Ego

„Leave your ego at the door“, ist vielleicht einer der meist gegebenen Ratschläge im Brazilian Jiu Jitsu. Aber was genau bedeutet das?

Im Allgemeinen ist damit das kleine trotzige Kind gemeint, welches einem z. B. ins Ohr flüstert nicht abzuschlagen, auch wenn der Schulterhebel vom wesentlich leichteren Weißgurt schon verdammt eng sitzt.
Sollte man trotz allen Widerstandes gezwungen sein abzuschlagen, sorgt genau dieses kleine trotzige Kind dafür, dass man danach durstet seinem Partner für diese erlittene „Schmach“ in der nächsten Sparringsrunde leiden zu lassen.

Das Resultat solchen Handelns ist im besten Fall nur eine negative Stimmung zwischen den Trainingspartner und Frust, kann aber auch im schlimmsten Fall zu ernsthaften und äußerst überflüssigen Verletzungen führen.

Was soll also nun mit diesem kleinen trotzigen Kind namens „Ego“ passieren?
Der Ratschlag ihn an der Gymtür abzusetzen und warten zu lassen ist meines Erachtens falsch!

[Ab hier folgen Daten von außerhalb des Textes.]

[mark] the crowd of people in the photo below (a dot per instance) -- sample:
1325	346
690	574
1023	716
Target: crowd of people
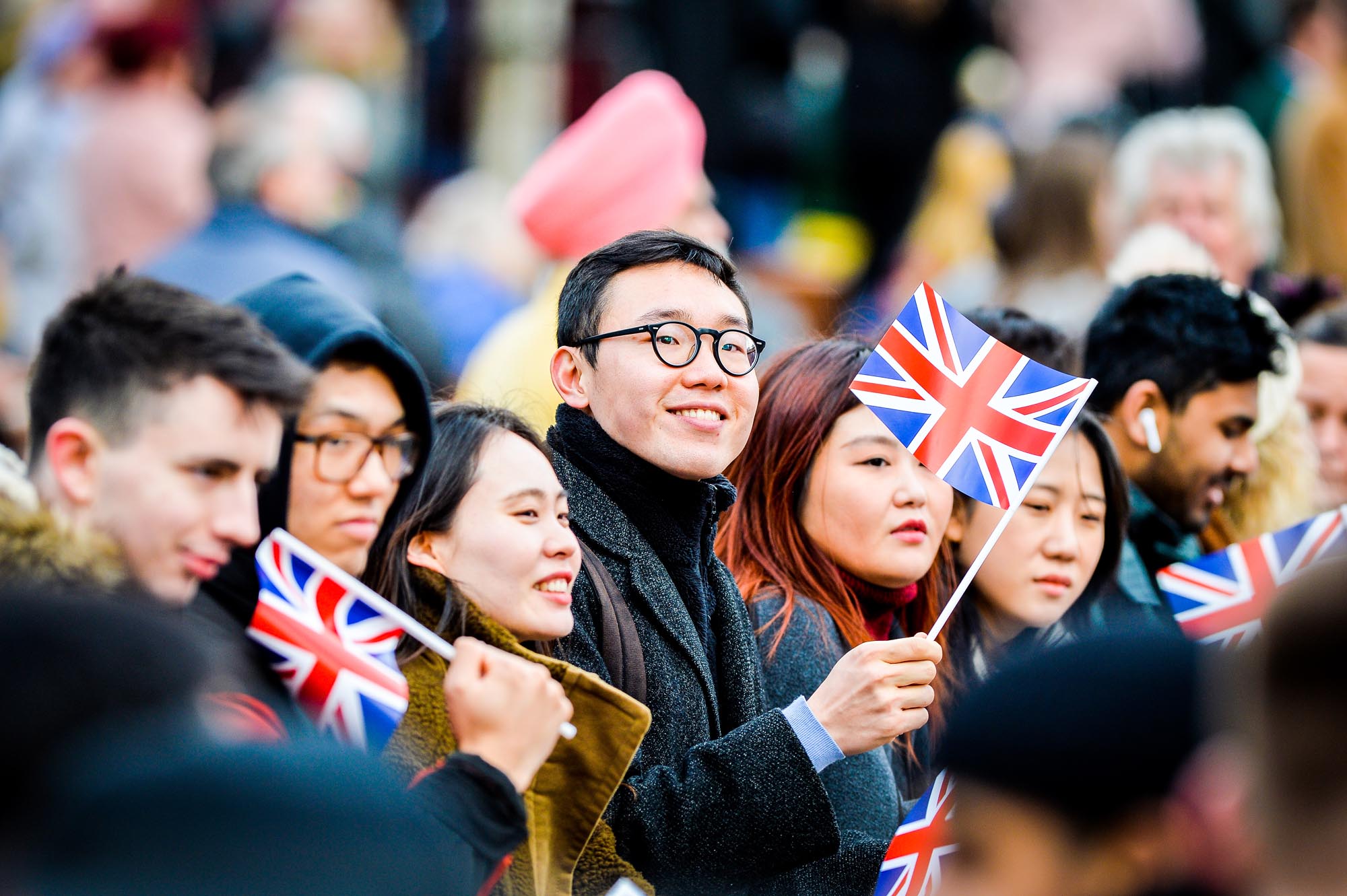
646	504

Vielmehr muss auch dieses Kind, da ja ein Teil von jedem, mit auf die Matte.
Es hat das Recht wie alle anderen „Kinder“ (Charakterzüge) auch mit dem stetigen Training erwachsener und reifer zu werden.
Denn schließlich hat dieses Kind nicht nur negative Seiten zu bieten, sondern kann einem auch mit seiner Stärke durch Trainingstäler und Verletzungstiefen in Form von Ehrgeiz und Motivation helfen.

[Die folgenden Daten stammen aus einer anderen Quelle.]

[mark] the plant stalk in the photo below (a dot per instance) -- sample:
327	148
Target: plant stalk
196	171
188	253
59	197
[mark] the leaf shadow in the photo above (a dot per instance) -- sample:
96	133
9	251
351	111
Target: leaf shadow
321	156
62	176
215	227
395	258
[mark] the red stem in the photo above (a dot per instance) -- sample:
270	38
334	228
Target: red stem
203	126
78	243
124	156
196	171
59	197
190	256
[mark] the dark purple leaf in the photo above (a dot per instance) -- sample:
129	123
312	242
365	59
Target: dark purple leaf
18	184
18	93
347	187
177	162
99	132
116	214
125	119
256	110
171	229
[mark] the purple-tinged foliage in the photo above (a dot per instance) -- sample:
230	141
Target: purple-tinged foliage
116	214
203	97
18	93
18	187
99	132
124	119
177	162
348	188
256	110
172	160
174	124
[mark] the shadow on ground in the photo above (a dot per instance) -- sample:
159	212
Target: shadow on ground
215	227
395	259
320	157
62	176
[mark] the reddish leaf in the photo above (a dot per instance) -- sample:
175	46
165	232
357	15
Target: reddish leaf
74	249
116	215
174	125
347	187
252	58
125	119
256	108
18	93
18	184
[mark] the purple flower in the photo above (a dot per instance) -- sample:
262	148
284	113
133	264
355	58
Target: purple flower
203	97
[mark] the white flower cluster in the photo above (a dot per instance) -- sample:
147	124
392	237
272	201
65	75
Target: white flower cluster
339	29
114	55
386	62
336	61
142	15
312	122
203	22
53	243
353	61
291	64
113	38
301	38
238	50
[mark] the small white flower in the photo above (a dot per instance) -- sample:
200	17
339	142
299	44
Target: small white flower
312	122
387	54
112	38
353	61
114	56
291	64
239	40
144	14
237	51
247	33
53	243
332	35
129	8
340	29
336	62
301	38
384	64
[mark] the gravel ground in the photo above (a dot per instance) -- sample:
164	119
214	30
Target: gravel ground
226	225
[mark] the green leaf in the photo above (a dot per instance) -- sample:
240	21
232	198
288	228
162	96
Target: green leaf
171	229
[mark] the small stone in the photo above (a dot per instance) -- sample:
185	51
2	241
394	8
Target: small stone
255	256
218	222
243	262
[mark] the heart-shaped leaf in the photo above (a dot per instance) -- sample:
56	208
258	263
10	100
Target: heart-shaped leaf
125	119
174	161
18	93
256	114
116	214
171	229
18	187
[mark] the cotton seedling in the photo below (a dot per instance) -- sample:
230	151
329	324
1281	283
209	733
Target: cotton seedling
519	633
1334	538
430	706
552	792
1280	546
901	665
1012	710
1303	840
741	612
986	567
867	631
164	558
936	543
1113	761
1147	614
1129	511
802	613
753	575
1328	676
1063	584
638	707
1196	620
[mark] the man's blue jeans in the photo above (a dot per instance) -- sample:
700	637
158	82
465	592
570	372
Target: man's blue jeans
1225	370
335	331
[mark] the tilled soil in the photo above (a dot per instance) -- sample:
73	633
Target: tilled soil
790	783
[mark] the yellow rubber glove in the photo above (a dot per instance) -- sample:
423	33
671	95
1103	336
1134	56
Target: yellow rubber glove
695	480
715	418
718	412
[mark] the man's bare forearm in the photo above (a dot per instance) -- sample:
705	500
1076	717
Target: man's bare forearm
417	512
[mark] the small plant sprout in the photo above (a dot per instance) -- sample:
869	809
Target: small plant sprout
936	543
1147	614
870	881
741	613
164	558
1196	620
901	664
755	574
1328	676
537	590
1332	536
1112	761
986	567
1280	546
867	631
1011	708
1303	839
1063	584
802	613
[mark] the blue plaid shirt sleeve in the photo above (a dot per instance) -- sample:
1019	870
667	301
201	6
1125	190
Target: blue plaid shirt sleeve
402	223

Der Wille besser zu sein als andere ist durchaus nicht falsch, muss aber in gesunde und zielgerichtete Bahnen gelenkt werden.
Der Trainierende bzw. sein Ego muss verstehen, dass er ohne seinen Partner nicht besser werden kann und er im Grunde gemeinsam mit seinem Partner ein gemeinsames Ziel verfolgt.

Beim Jiu Jitsu geht es nur in zweiter Linie um gewinnen und verlieren. Es geht viel mehr darum mit jedem Training besser zu werden und sein Repertoire mit jeder Trainingseinheit stetig zu erweitern.
Dazu gehört es nun mal auch, das neu Erlernte im Sparring auszuprobieren.
Dabei ist es dann nur selbstverständlich, dass man dabei auch öfters vom Partner bezwungen wird.

Abschlagen, Nachdenken und Weitermachen ist somit ein ganz natürlicher Prozess der Weiterentwicklung.
Durch stetiges Training wird das zuerst noch unerzogene und nach Triebbefriedigung gierende Kind lernen, dass es auch erwachsen werden kann und es seine Stärken gezielt einsetzen kann.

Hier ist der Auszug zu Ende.